# About the derivation of the time dilation

I'm referring to the common example of deriving time dilation from the light clock.

Let O be standing still with his light clock and O' move at a speed of u. We consider the O measures his time as $$t_0$$=2d/c where d is the distance between the two mirrors(from where the light reflects off) Next, we see that, O observes the light to have traveled a longer distance in O''s hands, i.e, $$\sqrt{(ct_0)^2 + (ut)^2}$$ (Before dividing it by c to get the time, changed due to the lorentz factor)

Why do we use ut as the distance travelled by O' and not $$ut_0$$ ? Because according to O, O' moves at a speed of $$u$$ and hence, in his view, won't O move across a distance of $$ut_0$$ metres in his frame? So why do we use $$ut$$ and not $$ut_0$$?
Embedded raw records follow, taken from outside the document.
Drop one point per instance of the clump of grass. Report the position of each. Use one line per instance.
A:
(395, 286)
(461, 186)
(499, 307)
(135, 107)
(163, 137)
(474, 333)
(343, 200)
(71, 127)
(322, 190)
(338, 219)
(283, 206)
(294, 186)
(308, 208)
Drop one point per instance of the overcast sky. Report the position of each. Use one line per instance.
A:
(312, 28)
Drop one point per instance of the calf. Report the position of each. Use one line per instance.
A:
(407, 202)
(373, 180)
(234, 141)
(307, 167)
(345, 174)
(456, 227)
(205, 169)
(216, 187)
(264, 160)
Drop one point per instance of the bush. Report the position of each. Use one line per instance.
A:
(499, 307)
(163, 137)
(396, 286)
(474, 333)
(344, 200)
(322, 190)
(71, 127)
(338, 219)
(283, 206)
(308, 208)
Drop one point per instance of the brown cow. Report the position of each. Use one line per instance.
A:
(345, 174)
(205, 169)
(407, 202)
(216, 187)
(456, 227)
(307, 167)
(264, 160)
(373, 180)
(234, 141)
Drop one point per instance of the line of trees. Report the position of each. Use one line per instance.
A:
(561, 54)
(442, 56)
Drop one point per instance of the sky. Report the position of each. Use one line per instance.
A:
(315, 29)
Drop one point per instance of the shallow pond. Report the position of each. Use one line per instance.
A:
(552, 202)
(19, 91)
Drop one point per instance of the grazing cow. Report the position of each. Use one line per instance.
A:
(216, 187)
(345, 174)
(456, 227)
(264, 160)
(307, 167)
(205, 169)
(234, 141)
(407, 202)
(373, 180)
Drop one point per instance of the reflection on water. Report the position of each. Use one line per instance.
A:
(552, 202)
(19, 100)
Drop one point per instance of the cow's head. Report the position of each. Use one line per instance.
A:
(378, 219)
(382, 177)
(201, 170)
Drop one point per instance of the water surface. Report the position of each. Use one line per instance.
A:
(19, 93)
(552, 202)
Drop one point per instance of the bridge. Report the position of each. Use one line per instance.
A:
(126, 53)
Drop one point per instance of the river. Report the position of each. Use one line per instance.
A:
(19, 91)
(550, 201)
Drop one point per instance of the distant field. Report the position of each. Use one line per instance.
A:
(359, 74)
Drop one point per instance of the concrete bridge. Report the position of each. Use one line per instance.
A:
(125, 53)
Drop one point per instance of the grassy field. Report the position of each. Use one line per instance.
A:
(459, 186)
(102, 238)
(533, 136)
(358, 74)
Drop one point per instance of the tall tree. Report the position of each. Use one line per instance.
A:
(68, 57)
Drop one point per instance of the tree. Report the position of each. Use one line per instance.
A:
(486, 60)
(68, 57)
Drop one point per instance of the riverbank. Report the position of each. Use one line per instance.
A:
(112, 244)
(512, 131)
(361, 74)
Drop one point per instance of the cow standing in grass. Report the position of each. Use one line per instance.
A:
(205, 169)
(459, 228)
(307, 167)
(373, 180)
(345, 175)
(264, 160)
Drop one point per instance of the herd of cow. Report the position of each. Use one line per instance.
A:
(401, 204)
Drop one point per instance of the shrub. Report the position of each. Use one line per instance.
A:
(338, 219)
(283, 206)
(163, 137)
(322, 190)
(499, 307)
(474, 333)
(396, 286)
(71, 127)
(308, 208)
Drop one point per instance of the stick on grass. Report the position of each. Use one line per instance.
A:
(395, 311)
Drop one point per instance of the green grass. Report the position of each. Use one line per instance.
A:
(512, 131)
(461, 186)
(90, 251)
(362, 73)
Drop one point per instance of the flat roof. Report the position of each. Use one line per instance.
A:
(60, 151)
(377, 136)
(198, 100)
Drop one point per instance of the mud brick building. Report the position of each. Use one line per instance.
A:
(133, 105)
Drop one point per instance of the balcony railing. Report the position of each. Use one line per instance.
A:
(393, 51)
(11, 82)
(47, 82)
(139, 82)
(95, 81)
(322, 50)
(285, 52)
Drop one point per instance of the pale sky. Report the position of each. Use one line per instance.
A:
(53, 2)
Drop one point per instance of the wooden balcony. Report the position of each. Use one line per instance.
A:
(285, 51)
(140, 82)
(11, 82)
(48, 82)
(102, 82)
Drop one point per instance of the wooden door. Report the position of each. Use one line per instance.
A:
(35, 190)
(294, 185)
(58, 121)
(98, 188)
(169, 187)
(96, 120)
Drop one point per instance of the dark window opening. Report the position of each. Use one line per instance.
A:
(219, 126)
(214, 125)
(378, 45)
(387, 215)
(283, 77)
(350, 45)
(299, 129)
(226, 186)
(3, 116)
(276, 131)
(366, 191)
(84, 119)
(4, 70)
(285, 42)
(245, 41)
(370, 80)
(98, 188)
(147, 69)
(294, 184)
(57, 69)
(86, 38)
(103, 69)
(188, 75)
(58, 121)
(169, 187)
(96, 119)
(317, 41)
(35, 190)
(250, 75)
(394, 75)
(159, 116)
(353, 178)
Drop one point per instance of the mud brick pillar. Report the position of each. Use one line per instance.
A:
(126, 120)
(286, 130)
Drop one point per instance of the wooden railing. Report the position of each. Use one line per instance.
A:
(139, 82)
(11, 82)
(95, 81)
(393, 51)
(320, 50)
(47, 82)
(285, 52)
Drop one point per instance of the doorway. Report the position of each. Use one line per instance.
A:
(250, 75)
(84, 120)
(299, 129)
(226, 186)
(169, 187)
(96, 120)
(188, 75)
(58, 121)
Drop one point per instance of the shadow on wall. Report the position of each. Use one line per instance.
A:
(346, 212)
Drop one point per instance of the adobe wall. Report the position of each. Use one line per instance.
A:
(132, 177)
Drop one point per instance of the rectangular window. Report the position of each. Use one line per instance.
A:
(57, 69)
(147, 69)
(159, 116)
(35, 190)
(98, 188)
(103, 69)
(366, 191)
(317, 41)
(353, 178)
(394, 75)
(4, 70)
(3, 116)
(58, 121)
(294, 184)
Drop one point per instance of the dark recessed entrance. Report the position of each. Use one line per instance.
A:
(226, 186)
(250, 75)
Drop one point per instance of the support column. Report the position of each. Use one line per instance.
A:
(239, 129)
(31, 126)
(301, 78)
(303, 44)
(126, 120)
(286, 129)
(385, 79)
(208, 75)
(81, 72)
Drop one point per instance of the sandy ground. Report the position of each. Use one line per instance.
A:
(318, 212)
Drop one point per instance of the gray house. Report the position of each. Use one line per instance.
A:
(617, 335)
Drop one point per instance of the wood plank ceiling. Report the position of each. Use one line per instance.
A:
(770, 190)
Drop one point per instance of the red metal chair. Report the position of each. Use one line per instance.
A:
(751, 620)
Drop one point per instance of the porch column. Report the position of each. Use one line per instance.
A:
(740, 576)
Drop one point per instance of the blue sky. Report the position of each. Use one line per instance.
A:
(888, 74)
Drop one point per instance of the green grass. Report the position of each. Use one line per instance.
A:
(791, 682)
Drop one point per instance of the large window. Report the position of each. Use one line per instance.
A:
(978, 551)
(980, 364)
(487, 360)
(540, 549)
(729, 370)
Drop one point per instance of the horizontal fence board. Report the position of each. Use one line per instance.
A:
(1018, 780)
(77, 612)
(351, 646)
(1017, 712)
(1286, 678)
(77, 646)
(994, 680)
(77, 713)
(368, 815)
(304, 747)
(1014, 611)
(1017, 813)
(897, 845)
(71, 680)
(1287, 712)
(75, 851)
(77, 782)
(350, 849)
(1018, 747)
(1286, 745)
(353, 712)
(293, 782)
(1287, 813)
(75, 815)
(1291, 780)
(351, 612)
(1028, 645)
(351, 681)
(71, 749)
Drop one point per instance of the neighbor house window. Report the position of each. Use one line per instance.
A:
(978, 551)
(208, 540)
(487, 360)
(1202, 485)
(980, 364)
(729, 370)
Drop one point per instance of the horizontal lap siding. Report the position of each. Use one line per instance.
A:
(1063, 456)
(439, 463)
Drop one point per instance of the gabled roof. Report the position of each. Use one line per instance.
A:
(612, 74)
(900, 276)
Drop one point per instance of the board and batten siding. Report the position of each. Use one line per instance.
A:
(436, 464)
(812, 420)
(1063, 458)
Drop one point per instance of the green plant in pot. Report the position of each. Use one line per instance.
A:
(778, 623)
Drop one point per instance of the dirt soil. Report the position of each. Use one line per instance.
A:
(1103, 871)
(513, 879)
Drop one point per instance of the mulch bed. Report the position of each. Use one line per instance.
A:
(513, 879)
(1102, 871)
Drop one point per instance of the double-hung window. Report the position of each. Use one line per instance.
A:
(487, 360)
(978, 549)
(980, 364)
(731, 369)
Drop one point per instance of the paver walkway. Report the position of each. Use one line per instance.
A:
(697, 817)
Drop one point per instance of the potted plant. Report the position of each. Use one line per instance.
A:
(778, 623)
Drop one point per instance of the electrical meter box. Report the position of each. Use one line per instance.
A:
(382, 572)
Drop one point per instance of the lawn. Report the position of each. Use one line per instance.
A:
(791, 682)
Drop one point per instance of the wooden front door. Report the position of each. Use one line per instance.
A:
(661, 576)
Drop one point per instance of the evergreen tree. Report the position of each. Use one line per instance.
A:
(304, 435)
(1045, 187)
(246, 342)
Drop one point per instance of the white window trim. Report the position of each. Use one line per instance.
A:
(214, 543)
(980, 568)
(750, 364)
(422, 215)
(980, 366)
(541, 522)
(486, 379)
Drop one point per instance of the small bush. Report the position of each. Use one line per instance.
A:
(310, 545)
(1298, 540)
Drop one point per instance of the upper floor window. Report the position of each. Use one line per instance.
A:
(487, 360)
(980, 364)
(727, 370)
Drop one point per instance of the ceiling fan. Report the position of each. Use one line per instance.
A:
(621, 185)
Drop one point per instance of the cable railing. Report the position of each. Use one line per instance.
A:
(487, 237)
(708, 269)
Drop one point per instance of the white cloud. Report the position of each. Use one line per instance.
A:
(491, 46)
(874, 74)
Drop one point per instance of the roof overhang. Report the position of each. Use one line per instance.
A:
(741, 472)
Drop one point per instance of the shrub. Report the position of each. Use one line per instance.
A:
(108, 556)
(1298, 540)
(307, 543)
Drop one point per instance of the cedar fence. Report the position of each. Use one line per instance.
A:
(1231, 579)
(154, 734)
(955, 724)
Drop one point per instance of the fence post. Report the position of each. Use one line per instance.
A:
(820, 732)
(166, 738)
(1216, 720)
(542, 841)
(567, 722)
You want to compute what time each observer sees. While O is at rest with the light clock, he simply sees the light go back and forth in $$t_O=2d/c$$, which is the time for one "tick" of O's clock.

Now let's go in the point of view of O'. He sees the clock moving with a speed of magnitude $$u$$. I think that's where your confusion lies. It's O' that looks at the clock and sees it moving, and it is that movement that changes the behavior of the clock. In other words, we care about how much distance has the clock traveled, as seens by O'.

Now, we want to compute how much time elapses in $$O'$$ point of view between two "ticks" of the clock. Let's call this as of yet unknown time $$t_{O'}$$. We know that, because the clock appears to be traveling with speed $$u$$ according to $$O'$$, if we wait $$t_{O'}$$ the clock will have moved a distance of $$ut_{O'}$$.

By drawing a picture, and using that $$2d=t_O c$$, he gets that : $$ct_{O'} = \sqrt{((ct_O)^2+(ut_{O'})^2}\Leftrightarrow t_{O'} = \frac{t_O}{\sqrt{1-\frac{u^2}{c^2}}}$$

Which gives the expected result, since the clock is traveling with a speed $$u$$ according to $$O'$$, when one second passes according to $$O$$, for $$O'$$, more time will have elapsed. In other words, according to $$O'$$ that sees $$O$$ move with speed u, the clock seems to run slower for $$O$$.

To make it clearer, if $$O'$$ is carrying a clock as well, his clock will tick faster than the one held by $$O$$. Of course we can reverse the reasoning, and from the point of view of $$O$$, the clock he helds will tick faster than $$O'$$, since in his point view it is $$O'$$ that has a speed u.

In $$O$$ frame, time passed between subsequent ticks of light clocks is given by the time light passes the distance $$2d$$.

In $$O'$$ frame the time passed between these same ticks, is given by the time light passes the distance $$2d'$$ in direction perpendicular to velocity of $$O$$ frame as measured by $$O'$$ plus the distance resulting from movement of $$O$$ in the direction of its velocity. In $$O'$$ frame, the later is given by the speed of $$O$$ from the point of view of $$O'$$ times the time passed from the point of view of $$O'$$. Basically, you are analyzing what happens from the point of view of $$O'$$, so don't bring other frames in. Thus you get that light passed the distance $$\sqrt{(2d')^2+(ut)^2}$$ in $$O'$$ frame. But since perpendicular distance $$d=d'$$ is same in both frames, you can substitute from $$t_0=2d/c$$ to get your formula.